I have listened carefully to a number of contributions to this debate in which Deputies have referred to the difficulties and challenges posed by the use of fireworks. I ask the Minister to understand the significant concerns in many communities in that regard and to examine the matter. We say every year that something definite must be done in our communities, but we always seem to end up saying we will take action next year. We find that we are doing the same things when the following year comes around. Given that this issue has been raised by successive speakers throughout this debate, it is clear that action is required.
Perhaps the Minister will consider telling the Garda authorities that more liaison should take place with local authorities to ensure that these matters are dealt with. We should ensure that bonfires are organised properly, as they are in the Aylesbury district of Tallaght every year. Such organisation ensures that illegal fireworks are not discharged and open spaces are not damaged. I am trying to spread this gospel throughout my constituency. Perhaps the Minister will promote this idea elsewhere because we should understand the need for it.
Many speakers have referred to the threat and danger posed to our communities by drugs. I have applauded on many occasions the good work of the Garda in dealing with drug gangs. I do not disagree with the Member who said yesterday that much of the blatant and serious crime taking place at present, such as the shootings on the M50, is being perpetrated by gangs who are making easy money. My constituency has suffered from drug problems as much as anywhere over recent years. We need to keep on top of the problem. I agree with Deputies who have argued that this is not just a law and order issue, although that aspect of it is clearly important. I appeal to the Minister of State, Deputy Noel Ahern, whose efforts to date I applaud, to acknowledge that the Department of Community, Rural and Gaeltacht Affairs continues to face challenges in this regard. It is important that we continue to support communities like those in Dublin South-West, which are no different to those in other parts of the country in this respect, through the gardaí and by other means.

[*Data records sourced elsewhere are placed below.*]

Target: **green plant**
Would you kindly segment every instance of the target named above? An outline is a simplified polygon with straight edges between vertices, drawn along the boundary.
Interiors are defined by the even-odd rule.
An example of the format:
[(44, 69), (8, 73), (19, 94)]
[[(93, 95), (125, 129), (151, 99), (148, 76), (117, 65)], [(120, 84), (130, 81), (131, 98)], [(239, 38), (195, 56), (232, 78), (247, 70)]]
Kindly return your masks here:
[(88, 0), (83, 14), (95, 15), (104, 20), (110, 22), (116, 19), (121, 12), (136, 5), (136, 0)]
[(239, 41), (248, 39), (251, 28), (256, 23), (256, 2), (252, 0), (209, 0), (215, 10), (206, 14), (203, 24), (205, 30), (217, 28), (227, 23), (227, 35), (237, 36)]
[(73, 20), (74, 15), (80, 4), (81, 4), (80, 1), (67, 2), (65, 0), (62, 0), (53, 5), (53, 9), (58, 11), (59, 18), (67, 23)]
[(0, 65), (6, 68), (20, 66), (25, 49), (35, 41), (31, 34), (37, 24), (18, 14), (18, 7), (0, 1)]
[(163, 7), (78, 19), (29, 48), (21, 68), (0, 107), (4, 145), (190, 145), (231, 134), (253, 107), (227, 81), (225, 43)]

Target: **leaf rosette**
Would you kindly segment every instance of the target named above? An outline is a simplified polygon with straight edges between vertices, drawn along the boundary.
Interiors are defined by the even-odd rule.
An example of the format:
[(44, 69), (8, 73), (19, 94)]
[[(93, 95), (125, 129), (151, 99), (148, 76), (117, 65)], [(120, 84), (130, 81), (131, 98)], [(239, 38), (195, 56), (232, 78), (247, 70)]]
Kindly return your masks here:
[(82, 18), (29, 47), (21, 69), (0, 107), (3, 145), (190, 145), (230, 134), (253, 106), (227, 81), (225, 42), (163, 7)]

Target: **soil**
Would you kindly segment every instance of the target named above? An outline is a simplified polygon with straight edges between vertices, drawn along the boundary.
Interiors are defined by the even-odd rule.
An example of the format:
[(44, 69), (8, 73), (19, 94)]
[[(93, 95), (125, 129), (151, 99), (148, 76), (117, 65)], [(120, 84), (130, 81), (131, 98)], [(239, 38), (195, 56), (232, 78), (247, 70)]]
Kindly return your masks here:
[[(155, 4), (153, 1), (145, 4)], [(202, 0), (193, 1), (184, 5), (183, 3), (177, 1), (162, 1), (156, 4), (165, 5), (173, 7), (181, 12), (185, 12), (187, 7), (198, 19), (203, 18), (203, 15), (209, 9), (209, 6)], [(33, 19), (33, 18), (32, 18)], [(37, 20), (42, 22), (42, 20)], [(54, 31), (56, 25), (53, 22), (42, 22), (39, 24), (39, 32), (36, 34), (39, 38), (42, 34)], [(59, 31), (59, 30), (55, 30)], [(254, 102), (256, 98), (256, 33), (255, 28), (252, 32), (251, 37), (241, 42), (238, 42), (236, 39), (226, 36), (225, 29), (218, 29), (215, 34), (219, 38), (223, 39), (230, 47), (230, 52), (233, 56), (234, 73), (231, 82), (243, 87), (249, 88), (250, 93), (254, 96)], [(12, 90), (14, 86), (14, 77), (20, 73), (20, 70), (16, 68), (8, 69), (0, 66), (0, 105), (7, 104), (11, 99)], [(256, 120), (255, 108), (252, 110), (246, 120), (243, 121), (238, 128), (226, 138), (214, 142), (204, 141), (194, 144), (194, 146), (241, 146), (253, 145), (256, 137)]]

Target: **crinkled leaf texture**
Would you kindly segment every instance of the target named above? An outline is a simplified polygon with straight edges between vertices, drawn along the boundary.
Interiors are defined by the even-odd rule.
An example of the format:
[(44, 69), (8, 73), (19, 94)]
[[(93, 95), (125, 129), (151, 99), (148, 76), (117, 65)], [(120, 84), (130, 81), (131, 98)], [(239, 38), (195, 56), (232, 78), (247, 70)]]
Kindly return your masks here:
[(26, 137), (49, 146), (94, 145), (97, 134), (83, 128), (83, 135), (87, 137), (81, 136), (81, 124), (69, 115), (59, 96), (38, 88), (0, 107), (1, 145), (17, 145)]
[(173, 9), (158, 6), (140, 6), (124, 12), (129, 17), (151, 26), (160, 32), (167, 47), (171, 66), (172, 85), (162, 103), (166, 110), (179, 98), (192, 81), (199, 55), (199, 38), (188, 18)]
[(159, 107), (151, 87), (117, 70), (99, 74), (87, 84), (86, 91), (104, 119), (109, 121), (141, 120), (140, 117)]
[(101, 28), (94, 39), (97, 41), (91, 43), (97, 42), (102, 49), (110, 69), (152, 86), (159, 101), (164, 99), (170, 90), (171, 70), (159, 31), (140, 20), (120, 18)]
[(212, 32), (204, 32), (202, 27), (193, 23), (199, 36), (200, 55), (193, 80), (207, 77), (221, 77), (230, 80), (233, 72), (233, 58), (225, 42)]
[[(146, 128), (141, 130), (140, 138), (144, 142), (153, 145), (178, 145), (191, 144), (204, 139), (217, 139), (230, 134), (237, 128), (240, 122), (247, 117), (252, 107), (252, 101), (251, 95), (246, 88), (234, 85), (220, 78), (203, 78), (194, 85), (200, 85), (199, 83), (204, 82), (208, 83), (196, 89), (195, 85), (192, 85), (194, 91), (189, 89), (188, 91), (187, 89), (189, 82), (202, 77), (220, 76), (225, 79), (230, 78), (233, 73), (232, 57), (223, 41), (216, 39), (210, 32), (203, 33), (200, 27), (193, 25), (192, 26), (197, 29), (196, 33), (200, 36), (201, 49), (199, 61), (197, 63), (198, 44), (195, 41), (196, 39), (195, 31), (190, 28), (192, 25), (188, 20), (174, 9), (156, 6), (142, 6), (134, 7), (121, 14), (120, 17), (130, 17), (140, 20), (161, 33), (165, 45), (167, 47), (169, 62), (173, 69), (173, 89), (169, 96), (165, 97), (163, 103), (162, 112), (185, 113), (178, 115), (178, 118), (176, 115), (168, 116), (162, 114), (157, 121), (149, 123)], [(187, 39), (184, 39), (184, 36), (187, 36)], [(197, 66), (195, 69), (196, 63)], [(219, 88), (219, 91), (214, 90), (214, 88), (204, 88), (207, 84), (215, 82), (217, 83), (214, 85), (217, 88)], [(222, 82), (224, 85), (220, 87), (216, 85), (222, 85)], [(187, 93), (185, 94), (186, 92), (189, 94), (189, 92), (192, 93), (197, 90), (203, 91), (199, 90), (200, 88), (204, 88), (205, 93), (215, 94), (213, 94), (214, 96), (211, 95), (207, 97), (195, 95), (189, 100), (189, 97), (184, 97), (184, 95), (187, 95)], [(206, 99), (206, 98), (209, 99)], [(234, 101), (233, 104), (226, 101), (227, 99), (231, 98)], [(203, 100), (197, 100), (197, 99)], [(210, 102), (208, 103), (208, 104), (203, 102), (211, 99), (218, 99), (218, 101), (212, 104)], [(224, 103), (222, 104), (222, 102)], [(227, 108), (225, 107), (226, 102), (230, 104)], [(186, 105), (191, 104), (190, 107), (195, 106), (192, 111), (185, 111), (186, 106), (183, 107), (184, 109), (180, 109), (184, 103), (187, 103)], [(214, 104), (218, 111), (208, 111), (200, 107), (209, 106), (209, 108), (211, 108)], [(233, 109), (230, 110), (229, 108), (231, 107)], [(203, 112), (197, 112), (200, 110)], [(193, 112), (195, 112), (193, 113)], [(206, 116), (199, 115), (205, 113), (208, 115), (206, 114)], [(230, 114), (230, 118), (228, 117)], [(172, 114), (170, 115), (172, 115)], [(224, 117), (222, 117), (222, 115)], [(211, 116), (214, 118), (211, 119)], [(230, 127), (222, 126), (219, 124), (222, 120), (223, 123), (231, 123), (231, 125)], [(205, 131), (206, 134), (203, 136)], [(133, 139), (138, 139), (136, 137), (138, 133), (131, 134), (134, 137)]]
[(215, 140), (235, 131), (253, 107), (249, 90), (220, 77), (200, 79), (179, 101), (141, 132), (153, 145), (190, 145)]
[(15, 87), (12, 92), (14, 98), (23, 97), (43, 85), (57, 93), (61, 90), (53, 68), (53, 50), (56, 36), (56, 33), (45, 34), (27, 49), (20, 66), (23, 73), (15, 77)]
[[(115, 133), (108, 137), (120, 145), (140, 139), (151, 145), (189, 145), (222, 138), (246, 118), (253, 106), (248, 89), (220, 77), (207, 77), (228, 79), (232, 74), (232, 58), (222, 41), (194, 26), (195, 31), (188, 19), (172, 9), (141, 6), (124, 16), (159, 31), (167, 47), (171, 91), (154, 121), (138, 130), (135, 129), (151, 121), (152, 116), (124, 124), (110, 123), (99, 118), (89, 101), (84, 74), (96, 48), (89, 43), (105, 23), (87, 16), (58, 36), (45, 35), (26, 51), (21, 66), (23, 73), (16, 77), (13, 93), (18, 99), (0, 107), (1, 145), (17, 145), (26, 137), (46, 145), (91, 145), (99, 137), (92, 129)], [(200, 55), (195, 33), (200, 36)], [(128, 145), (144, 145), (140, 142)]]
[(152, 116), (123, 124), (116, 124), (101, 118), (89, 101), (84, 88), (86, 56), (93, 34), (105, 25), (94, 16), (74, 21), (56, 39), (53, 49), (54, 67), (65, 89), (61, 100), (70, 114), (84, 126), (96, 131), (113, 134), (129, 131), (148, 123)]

I appreciate the opportunity to speak on this motion. I acknowledge the presence in the House of my good friend, the Minister of State, Deputy Killeen, whose work in this regard I am always happy to applaud. Some people questioned whether this important debate should have taken place, but it is good that we have been able to discuss the various issues. I have listened to all the contributions and it was good to hear the trends. I hope the Minister will take particular note of what we all say in a general and global sense. I remind him to consider the specific issues I have raised, including the need for a new Garda station in the Tallaght area. I hope he will support me in that regard.